Drama w polskim CSGO i LoLu w związku z Illuminar Gaming „sprawy będą wyjaśniane w prokuraturze”
W polskim CS:GO zazwyczaj dramy dotyczą turniejów i niejasnych zasad z nimi związanych. Tym razem jest jednak coś o wiele grubszego.
Godzinę temu na Twitterze Mateusz Kowalczyk opublikował kilka wpisów rzucających światło na działalność jednej z największych polskich organizacji esportowych – Iluminar Gaming. Ma ona składy w kilku grach:
- League of Legends
- CS:GO
- Valorancie – skład ogłoszono dosłownie kilka dni temu
Artykuł przedstawia jedną stronę „konfliktu”. Zawsze w takich sytuacjach radzimy to samo, poczekać na odpowiedź drugiej strony. Boop w takich sytuacjach nigdy nie publikuje swoich opinii, a jedynie przekazuje informacje. Gdy pojawi się stanowisko drugiej strony, zostanie ono tak samo przedstawione.
Z tego, co czytamy, Mateusz miał nie otrzymywać pensji przez dwa lata.

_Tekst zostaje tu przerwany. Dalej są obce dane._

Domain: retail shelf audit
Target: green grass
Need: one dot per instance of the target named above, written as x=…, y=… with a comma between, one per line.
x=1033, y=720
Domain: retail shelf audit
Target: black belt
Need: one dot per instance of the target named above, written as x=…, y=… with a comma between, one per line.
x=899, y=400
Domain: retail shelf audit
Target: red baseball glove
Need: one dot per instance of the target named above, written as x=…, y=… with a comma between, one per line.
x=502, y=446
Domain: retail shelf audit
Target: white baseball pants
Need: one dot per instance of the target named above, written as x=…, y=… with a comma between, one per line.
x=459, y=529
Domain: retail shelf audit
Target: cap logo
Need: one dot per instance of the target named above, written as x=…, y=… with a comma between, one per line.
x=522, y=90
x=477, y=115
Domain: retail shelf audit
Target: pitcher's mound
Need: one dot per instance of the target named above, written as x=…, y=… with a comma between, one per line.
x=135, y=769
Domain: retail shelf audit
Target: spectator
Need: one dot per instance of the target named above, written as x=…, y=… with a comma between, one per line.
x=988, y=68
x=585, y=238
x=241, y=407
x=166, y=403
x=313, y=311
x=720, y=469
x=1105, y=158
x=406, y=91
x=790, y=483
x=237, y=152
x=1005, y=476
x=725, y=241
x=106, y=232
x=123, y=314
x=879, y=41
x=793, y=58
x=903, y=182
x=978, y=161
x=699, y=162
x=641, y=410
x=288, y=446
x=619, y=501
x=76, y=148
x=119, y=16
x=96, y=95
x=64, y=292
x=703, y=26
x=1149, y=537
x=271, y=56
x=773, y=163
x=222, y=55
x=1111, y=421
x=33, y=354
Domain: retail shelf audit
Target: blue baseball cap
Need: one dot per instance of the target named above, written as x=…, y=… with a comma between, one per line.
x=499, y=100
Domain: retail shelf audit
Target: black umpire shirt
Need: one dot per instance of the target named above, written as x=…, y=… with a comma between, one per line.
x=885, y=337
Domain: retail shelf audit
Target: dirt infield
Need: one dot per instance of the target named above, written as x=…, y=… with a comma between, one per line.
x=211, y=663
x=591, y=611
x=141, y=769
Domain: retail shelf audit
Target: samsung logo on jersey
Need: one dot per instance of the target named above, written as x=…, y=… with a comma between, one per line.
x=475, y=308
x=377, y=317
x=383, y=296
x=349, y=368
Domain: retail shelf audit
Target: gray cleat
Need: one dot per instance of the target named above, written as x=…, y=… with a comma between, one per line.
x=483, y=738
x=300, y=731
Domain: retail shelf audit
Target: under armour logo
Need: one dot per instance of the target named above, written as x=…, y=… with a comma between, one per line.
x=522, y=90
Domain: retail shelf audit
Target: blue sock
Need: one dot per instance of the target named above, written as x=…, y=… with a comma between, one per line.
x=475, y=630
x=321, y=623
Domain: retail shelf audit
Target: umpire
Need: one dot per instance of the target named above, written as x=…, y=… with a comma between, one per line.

Miało to ponoć związek z obietnicą udziałów w organizacji. To jednak dopiero początek.
220 tysięcy w plecy
Wszystko zostało napisane w wątku na Twitterze. Sprawa jest o tyle poważna, że chodzi duże pieniądze i organizację, która faktycznie w ostatnich latach miała dziwne akcje związane z funduszami.
Wszystko to zostało zakończone wpisem ostrzegającym przed osobami, z którymi się współpracuje.
Odpowiedzi na pytania:
Ponieważ temat jest bardzo medialny, to informacje o tym docierają do naprawdę znanych osób. Opinia o organizacji bardzo się zmieniła w tę godzinę i trudno będzie to wytłumaczyć.
Jak jednak wiemy z doświadczenia, zawsze należy poczekać na informacje od drugiej strony. Kilka ostatnich dram na polskiej scenie miało drugie dno i warto o tym pamiętać.